Friends across borders

Fr Andrew Hamilton SJ 21 July 2024

St Ignatius managed to hold together friendships with public commitments to a life of service.

The eve of St Ignatius’ Feast Day (31 July) is World Friendship Day (30 July). For many people the joining of these two days will seem strange. St Ignatius is often presented as a driven man, like a military general in his gift for organisation and strategy, a formidable foe to heretics and rebels, and a demander of strict discipline in his followers. A man associated with loyalty, esprit de corps and comradeship, certainly, but not – at least at first sight – with the softer gift of friendship.

And yet in a divided and fractious world, friendship that is strong enough to be undisturbed by differences of gender, race, nationality, politics, religion, wealth and allegiance to football teams is never more threatened and needed. In this context reflection on the place of friendship in Ignatius’ life may be illuminating.

In any society we put pressure on friendship when we cross boundaries. It is hard to develop a romance when we live in different countries. If we have little access to the internet, it is even more difficult. If our nations are at war, that adds yet another level of difficulty. When we are separated we need to work at friendship.

Ignatius’ life was full of crossing boundaries and of parting with friends. We know little about his early life as page, courtier and soldier, but we do know that he dreamed of a noble romance. None of the friendships of that time, however, seem to have survived his break with family and his remaking of himself after his wound, his conversion and his solitary life at Manresa. As he went as a solitary preacher through Spain and travelled to the Holy Land, he seemed to have related easily, especially to women, but not to have made lasting friendships. His attention was wholly on winning people to conversion to Christ. This was true also of his first attempt to form people together in a group to do God’s work. The people he chose drifted away.

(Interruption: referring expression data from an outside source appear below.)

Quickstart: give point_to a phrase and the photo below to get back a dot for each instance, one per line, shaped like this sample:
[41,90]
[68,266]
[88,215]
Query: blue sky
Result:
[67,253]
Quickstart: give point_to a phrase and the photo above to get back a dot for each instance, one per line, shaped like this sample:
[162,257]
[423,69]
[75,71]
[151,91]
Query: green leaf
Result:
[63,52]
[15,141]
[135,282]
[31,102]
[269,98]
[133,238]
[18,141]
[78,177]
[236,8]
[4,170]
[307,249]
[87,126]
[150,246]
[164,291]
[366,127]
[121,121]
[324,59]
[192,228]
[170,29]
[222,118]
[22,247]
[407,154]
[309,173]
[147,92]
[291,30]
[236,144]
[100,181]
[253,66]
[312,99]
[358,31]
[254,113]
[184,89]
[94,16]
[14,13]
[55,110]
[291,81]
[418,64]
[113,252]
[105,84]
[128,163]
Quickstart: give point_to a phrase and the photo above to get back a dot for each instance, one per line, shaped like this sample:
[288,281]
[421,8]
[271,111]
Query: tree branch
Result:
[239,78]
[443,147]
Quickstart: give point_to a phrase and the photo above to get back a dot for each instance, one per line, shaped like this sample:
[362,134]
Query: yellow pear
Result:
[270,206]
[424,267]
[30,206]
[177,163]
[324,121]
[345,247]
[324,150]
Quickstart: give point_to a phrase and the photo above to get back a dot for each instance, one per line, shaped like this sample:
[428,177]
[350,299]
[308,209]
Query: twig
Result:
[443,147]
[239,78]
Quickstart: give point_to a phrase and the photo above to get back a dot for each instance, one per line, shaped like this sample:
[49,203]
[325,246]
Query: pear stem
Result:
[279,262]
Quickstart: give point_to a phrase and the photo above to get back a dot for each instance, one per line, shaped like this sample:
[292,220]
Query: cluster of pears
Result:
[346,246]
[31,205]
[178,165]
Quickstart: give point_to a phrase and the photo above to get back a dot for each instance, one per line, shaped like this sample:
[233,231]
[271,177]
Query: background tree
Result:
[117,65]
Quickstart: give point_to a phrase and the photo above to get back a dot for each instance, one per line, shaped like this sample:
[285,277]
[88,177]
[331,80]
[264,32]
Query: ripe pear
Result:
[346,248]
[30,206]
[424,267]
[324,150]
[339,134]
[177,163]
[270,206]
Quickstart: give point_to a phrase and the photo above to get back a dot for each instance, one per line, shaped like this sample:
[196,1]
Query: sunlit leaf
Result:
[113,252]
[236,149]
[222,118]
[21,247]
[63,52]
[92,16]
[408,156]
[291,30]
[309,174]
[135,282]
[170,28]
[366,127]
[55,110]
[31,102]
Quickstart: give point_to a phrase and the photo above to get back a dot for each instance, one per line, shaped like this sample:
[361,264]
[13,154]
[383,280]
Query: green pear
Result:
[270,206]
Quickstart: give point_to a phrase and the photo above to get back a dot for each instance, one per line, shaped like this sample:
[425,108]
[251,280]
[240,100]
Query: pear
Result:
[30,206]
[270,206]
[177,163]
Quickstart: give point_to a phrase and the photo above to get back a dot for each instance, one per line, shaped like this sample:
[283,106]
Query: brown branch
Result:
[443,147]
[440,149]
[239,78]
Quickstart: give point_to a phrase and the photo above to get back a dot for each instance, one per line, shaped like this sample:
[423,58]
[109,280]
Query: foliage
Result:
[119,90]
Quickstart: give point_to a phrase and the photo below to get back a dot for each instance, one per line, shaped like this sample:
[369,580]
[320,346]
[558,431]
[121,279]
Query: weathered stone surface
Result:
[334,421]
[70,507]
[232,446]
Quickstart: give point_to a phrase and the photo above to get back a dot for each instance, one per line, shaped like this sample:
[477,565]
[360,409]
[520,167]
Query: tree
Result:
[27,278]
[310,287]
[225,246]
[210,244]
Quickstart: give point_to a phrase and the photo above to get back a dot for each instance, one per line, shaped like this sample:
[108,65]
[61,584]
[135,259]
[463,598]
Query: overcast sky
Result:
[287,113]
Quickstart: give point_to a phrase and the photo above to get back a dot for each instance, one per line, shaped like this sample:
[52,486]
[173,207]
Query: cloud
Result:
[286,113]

It was only when he studied at the University of Paris that he made friends among students, who came from different regions and kingdoms. He was some years older than his companions, a significant factor in the quality of their friendship. It was defined by his opening to them the Spiritual Exercises, by shared commitment to prayer, and shared service of the poor. Their friendship was deepened as the group came together to share meals and to talk together.

When the companions decided to go together to the Holy Land, and later to offer themselves as to the Pope as a group of Religious available for different missions, they saw themselves as friends in the Lord, whose friendship would not be broken by difference of nationality, distance and circumstance.

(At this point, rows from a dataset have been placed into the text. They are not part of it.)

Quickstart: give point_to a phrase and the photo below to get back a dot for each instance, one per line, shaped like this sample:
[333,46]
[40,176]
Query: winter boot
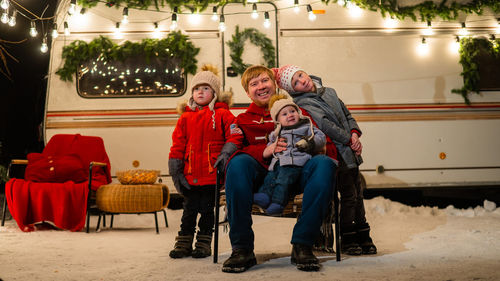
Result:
[202,246]
[239,261]
[183,246]
[350,244]
[365,241]
[262,200]
[303,258]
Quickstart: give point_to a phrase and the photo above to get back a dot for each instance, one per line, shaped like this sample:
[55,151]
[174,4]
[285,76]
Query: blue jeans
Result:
[243,177]
[279,181]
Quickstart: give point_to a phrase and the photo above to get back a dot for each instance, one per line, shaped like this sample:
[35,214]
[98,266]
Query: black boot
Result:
[183,246]
[303,258]
[365,241]
[350,244]
[202,246]
[240,260]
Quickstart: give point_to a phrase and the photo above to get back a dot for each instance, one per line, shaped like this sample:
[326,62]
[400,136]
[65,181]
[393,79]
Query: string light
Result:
[255,15]
[455,45]
[390,22]
[44,48]
[72,7]
[214,14]
[5,4]
[312,16]
[296,7]
[156,31]
[354,10]
[267,23]
[5,16]
[222,24]
[173,25]
[12,20]
[33,31]
[428,31]
[463,31]
[423,48]
[54,32]
[125,15]
[66,28]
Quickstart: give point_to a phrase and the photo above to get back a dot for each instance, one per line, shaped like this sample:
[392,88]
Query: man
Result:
[247,169]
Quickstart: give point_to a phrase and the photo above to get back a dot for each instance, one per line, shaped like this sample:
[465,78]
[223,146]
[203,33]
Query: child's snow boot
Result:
[183,246]
[365,241]
[202,246]
[349,244]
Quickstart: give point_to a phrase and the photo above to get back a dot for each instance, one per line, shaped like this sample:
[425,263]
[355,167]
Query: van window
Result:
[133,77]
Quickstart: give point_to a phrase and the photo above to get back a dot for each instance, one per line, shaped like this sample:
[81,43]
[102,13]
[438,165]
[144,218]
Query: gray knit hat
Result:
[205,77]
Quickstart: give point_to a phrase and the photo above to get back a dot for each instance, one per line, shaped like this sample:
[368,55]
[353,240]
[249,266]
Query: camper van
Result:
[416,132]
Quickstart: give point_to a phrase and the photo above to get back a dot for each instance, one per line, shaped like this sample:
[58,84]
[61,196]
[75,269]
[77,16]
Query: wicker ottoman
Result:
[132,199]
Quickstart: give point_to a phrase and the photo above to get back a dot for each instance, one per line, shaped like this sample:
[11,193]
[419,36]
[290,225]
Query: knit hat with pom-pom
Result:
[283,76]
[209,76]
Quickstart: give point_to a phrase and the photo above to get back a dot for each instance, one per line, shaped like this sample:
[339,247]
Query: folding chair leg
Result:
[156,224]
[165,216]
[217,211]
[4,209]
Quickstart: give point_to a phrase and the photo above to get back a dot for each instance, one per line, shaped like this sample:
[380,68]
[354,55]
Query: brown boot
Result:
[183,246]
[202,246]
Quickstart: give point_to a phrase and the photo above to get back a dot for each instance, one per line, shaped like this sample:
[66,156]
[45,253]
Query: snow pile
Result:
[487,208]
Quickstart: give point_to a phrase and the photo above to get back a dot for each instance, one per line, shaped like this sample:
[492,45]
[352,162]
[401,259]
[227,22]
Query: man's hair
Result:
[253,72]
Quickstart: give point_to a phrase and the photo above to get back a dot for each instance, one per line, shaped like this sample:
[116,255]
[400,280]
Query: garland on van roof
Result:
[426,10]
[258,38]
[470,49]
[176,45]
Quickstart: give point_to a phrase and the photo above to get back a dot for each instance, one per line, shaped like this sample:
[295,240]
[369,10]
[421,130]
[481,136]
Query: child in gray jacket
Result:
[302,139]
[335,120]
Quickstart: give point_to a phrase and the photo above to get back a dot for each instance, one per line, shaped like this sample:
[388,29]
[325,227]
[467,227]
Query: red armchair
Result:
[58,182]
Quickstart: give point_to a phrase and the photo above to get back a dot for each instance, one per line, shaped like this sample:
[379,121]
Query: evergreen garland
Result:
[176,45]
[257,38]
[427,10]
[470,48]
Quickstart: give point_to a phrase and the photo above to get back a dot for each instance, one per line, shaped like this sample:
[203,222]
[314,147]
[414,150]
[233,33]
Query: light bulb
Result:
[33,31]
[310,13]
[44,48]
[5,16]
[222,24]
[214,14]
[423,48]
[5,4]
[463,31]
[54,32]
[12,20]
[66,28]
[296,7]
[125,15]
[267,23]
[72,7]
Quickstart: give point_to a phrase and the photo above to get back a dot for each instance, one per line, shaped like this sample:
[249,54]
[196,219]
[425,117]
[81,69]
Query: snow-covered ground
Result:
[414,243]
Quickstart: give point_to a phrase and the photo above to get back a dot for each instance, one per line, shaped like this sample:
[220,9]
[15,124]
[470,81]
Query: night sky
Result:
[22,99]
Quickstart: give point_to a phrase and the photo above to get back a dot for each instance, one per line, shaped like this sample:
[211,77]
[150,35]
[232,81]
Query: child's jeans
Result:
[278,182]
[198,200]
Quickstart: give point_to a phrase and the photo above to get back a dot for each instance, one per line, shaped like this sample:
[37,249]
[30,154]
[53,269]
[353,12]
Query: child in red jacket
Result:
[205,137]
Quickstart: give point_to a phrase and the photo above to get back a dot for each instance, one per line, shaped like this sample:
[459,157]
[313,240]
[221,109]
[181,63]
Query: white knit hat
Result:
[284,75]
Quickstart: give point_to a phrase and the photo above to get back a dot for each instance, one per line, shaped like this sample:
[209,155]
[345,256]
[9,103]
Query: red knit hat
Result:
[283,76]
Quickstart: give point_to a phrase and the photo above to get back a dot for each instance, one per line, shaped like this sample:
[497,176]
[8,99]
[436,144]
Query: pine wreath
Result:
[257,38]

Ignatius’ friendship with Francis Xavier was certainly deep. Francis kept the autographs of his early companions with him when he went to India and to the edge of China. The tears he shed when a letter that had been posted a year before arrived, testifies to the depth of the friendship and also to the pressures that availability for missions at such a distance put on it.

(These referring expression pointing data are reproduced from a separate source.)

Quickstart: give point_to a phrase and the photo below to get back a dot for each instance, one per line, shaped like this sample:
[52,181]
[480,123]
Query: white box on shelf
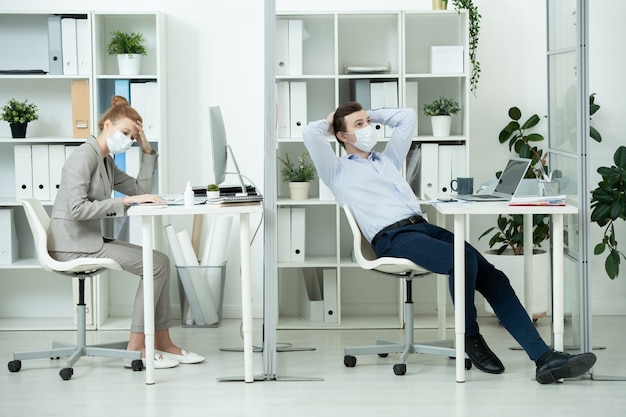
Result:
[23,171]
[311,302]
[446,59]
[283,235]
[325,193]
[330,298]
[8,237]
[298,227]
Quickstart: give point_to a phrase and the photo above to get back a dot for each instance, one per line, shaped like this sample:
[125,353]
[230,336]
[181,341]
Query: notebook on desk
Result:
[507,185]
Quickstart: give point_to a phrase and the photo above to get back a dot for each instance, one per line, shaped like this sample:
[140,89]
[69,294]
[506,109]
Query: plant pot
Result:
[440,4]
[18,130]
[129,64]
[299,190]
[513,267]
[441,125]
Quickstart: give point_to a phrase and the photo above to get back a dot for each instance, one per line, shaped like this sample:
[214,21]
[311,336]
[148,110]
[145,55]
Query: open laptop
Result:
[507,185]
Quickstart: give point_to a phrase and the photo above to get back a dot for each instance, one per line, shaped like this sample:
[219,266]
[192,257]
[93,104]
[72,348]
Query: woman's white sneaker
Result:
[186,357]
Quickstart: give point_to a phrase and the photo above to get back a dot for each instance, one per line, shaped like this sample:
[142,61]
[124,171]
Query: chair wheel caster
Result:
[14,366]
[399,369]
[349,361]
[137,365]
[66,373]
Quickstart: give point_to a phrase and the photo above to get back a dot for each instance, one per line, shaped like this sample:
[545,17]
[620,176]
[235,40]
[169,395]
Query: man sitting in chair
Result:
[388,212]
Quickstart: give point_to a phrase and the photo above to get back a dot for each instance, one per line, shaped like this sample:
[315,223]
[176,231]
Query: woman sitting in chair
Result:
[84,198]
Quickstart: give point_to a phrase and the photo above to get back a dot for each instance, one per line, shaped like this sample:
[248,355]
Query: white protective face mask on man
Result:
[365,138]
[118,143]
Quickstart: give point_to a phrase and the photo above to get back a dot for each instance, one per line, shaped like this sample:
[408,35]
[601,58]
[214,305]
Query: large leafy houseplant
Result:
[608,203]
[509,232]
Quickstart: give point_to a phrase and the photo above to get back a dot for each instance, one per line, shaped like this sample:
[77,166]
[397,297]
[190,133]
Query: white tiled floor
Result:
[101,387]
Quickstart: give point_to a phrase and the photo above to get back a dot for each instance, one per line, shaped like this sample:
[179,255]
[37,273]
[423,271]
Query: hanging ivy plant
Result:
[474,33]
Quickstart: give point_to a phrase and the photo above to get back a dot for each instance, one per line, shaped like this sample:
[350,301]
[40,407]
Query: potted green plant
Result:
[19,114]
[507,237]
[129,48]
[441,111]
[212,191]
[608,203]
[297,175]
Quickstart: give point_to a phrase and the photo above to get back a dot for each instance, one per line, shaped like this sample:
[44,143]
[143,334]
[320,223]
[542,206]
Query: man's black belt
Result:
[409,220]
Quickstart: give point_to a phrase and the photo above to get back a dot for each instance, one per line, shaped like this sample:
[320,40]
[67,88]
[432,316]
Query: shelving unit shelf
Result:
[322,60]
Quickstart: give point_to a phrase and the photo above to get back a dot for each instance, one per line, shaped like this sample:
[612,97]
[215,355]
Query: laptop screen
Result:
[512,175]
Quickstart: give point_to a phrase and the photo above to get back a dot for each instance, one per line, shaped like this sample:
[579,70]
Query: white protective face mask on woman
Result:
[365,138]
[118,143]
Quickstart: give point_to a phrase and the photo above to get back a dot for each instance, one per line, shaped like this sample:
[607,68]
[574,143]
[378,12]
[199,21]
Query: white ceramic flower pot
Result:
[513,267]
[441,125]
[129,64]
[299,190]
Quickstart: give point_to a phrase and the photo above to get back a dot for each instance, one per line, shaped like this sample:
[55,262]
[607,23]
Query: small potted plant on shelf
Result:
[441,112]
[19,114]
[212,191]
[129,47]
[298,176]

In his early letters to his companions Ignatius referred to them as friends in the Lord. As he led a fast growing and diverse religious order his letters necessarily became more formal and focused on the call of Christ who had brought them together. Even so, those who met him spoke of the invitation to friendship that shone in even a brief encounter. He also showed unfailing generosity and concern to his companions who grew difficult with age. Among his friends were many women.

Ignatius was a man of the modern world in having to hold together friendship and public commitments to a life of service. The phrase ‘friends in the Lord’ stressed the priority that the call to follow Jesus wherever they were called to go had over the ordinary conditions that are necessary for friendship to flourish. But to friends that was a challenge to be overcome. As for so many generous people it still is.